Phase-multiplexed optical computing: Reconfiguring a multi-task diffractive optical processor using illumination phase diversity

We report a monochrome multi-task diffractive network architecture that leverages illumination phase multiplexing to dynamically reconfigure its output function and accurately implement a large group of complex-valued linear transformations between an input and output aperture. Each member of the desired group of T unique transformations is encoded and addressed with a distinct 2D illumination phase profile, termed "phase key", which illuminates the input aperture, activating the corresponding transformation at the output field-of-view. A common diffractive optical network, optimized with T phase keys, demultiplexes these encoded inputs and accurately executes any of the T distinct linear transformations at its output. We demonstrate that a diffractive network composed of N = 2 x T x Ni x No optimized diffractive features can realize T distinct complex-valued linear transformations, accurately executed for any complex field at the input aperture, where Ni and No refer to the input/output pixels, respectively.

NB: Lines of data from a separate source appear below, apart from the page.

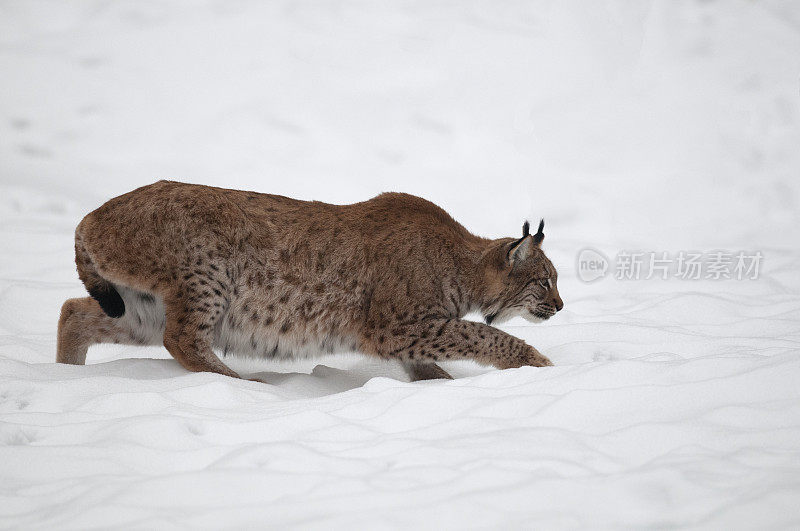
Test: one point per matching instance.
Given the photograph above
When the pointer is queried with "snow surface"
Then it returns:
(660, 126)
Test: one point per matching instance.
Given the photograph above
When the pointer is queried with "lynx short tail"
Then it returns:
(98, 287)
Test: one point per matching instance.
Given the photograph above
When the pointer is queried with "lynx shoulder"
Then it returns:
(198, 268)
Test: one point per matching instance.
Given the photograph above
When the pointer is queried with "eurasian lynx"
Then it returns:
(196, 267)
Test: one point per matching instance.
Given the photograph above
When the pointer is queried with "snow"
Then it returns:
(654, 126)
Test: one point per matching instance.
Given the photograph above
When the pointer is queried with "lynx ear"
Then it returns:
(538, 238)
(521, 249)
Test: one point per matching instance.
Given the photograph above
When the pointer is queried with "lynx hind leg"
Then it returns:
(419, 370)
(83, 323)
(189, 333)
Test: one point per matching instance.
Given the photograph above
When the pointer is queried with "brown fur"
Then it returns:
(201, 267)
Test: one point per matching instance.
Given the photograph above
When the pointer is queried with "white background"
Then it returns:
(656, 126)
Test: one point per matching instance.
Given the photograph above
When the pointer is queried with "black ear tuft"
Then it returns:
(539, 236)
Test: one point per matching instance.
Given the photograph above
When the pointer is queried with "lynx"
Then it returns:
(197, 268)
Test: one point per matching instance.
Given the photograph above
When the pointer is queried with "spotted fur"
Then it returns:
(198, 268)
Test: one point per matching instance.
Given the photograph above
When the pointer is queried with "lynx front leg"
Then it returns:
(448, 339)
(419, 370)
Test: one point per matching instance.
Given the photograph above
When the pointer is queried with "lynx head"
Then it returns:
(520, 279)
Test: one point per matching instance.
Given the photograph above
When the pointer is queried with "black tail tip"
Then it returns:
(110, 301)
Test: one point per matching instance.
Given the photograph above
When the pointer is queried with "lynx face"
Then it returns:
(528, 285)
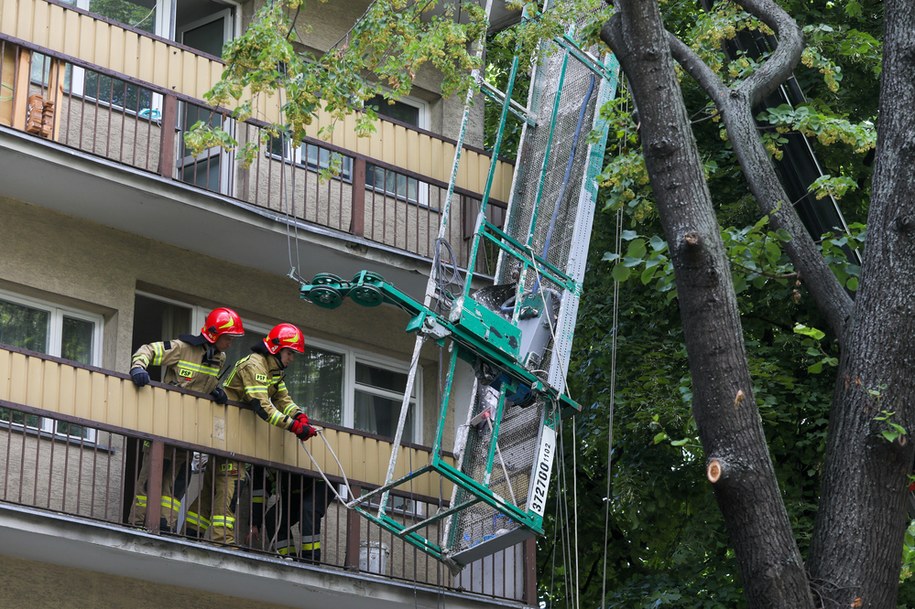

In our proof-of-concept numerical analysis, T = 512 complex-valued transformations are implemented by the same monochrome diffractive network with negligible error using illumination phase diversity. Compared with wavelength-multiplexed diffractive systems, phase-multiplexing architecture significantly lowers the transformation errors, potentially enabling larger-scale optical transformations to be implemented through a monochrome processor. Phase-multiplexed multi-task diffractive networks would enhance the capabilities of optical computing and machine-vision systems.